Love people like you love yourself!

This week’s devotions are based on Sunday’s message: Love God Love People (LISTEN HERE)

“The second is like it, ‘Love your neighbor as yourself.” (Matthew 22:39)

With love of God fixed in the “greatest” position, Jesus shares the close second greatest command.  Love your neighbor.

In other teachings of Jesus, he clearly shares that neighbor is anybody, including those in need and those that even are our enemies.  The standard? “…as you love yourself.”

Jesus is implying that we know how to love ourselves.  (Not minimizing emotional challenges that lead a person to hate their life and themselves.  This needs professional help.)  

So what does it mean to love ourselves?  We want what’s best for us. We want to be treated with respect.  We don’t want to be hurt by someone else.  We want healthy committed relationships.  We don’t want people taking what belongs to us.  We want a strong reputation.  We don’t want people conniving to take from us.

We love ourselves too much to want this, let alone allow this to happen.

So in essence Jesus is telling us, “If you know how to love yourself, apply the same to your interactions with others.”

In Matthew 7:12, Jesus teaches, “So in everything, do to others what you would have them do to you, for this sums up the Law and the Prophets.”

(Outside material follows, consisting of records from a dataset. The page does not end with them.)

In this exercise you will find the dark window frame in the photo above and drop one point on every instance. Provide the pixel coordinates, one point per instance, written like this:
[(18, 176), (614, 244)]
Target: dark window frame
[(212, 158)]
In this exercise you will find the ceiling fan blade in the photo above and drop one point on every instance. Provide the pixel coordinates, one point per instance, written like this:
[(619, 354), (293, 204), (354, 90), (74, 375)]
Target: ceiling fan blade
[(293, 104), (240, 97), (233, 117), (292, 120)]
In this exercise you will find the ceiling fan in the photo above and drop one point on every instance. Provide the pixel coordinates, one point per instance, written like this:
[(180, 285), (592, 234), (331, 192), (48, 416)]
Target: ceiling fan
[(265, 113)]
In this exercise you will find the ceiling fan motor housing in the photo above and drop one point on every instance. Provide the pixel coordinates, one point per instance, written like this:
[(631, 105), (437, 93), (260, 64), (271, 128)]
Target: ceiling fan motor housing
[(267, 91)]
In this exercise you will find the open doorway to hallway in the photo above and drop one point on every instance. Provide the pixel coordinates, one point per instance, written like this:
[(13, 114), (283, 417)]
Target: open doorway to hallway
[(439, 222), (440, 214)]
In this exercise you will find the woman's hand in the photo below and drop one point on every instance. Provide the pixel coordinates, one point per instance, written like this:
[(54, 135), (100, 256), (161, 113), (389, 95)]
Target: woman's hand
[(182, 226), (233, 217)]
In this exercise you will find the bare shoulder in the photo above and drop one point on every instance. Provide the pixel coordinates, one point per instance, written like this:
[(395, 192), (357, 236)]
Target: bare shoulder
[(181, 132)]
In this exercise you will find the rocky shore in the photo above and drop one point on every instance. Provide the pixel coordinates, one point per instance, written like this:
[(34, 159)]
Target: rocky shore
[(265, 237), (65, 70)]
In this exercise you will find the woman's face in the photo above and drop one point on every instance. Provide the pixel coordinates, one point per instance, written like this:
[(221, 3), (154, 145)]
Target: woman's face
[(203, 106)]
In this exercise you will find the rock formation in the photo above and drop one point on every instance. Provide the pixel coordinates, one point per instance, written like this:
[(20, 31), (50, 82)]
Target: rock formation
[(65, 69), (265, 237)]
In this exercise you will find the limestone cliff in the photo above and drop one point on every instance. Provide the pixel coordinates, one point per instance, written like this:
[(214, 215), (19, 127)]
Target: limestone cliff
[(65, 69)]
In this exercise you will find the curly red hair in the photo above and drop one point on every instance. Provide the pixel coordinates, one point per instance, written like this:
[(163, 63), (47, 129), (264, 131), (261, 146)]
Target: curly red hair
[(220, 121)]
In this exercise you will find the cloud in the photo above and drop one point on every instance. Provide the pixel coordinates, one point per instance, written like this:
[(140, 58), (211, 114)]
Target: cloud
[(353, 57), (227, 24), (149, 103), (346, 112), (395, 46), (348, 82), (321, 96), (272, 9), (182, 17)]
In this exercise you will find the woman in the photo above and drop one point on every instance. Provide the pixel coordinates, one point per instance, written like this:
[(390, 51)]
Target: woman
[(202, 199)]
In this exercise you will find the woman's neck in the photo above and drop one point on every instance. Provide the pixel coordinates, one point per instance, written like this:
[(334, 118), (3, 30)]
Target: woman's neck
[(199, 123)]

The fact that both Matthew 22 and Matthew 7 “sum up the Law and the Prophets,” indicate that Jesus is using two phrases to encourage the same result: Love people.

The great thing about the Word of God, is we can look at other portions of Scripture to help make sure our human hearts are guided by the Word of God.

In Exodus 20, the Lord gives written commands to Moses.  These 10 Commandments help understand what it means to Love God (1-3) and Love People (4-10).

Here they are:

If you want to be honored and respected, “Honor your father and your mother, so that you may live long in the land the Lord your God is giving you.” (Exodus 20:12)

If you want to not be physically hurt, “You shall not murder.” (Exodus 20:13)

If you want commitment in relationships, “You shall not commit adultery.” (Exodus 20:14)

If you want your possessions safe, “You shall not steal.” (Exodus 20:15)

If you want your reputation strong, “You shall not give false testimony against your neighbor.” (Exodus 20:16)

If you don’t want others conniving to get what is yours, ““You shall not covet your neighbor’s house. You shall not covet your neighbor’s wife, or his male or female servant, his ox or donkey, or anything that belongs to your neighbor.” (Exodus 20:17)

Every one of these commands the Lord gives teach us how to love our neighbor by simply putting into words how we ourselves would want to be treated.

Is it challenging to love our neighbor?  Yes, because we often want to love ourselves but not our neighbor.  

How do we face the challenge?

Remember that loving our neighbor is first and foremost an expression of our love for God.  Secondly, how we love our neighbor is also an expression of how much we love ourselves.

Great love for God leads to great love for people.

Great love of self (in a healthy way) leads to great love for people.

Apply: Reflect: Is there an aspect to loving people that challenges you?  What changes when you ask the question, “How would I like to be loved in this same situation?”

Prayer: Lord, forgive me for when I often fail to love the people around me.  Take me back to your love to empower me to love people.  Help me to love them even more than I love myself.  AMEN.